The last time we heard from the RBNZ was back in November last year, so this was an anticipated meeting. Heading into the meeting, the NZD found buyers as expected on the expectation that the RBNZ would hike by 25bps. There was an outside chance of a 50bps hike as high house prices, soaring inflation, record unemployment and a tight labour market all increased those expectations.

The decision

The RBNZ hiked rates by 25bps for a third consecutive meeting. However, many members saw the decision as finely balanced between a 25bps and a 50 bps rate hike. This was a hawkish bias.
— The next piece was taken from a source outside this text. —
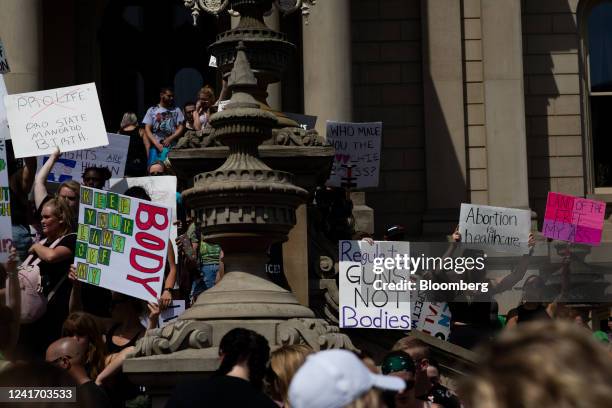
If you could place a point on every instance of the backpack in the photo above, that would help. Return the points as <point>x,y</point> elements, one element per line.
<point>33,302</point>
Furthermore, the central bank’s tone was more hawkish as it was prepared to move in larger increments if necessary. This hawkish tilt was seen in the projections:

  • Official cash rate at 1.49% in June 2022 (previously 1.51%)
  • Official cash rate at 2.57% in March 2023 (previously 2.30%)
  • Official cash rate at 2.84% in June 2023 (previously 2.40%)
  • Official cash rate at 3.35% in March 2025

House prices

The RBNZ note that house prices are starting to peak as house prices fell in Dec 2021 and Jan 2022. Higher mortgages, more homes being built, stricter lending controls, and investor policy changes are all slowing the recent surge in house prices. The RBNZ now project that house prices will continue to fall and that the peak has past.

Inflation

The RBNZ noted that inflation is expected to be higher than it was in November’s projections and it is more broad-based than expected.

The RBNZ recognise that higher interest rates will be needed to make sure inflation is kept in check and that they achieve as much employment as possible without increasing inflation. This should keep the NZDJPY pair bid on dips as there is a central bank divergence now in place between the RBNZ and the BoJ.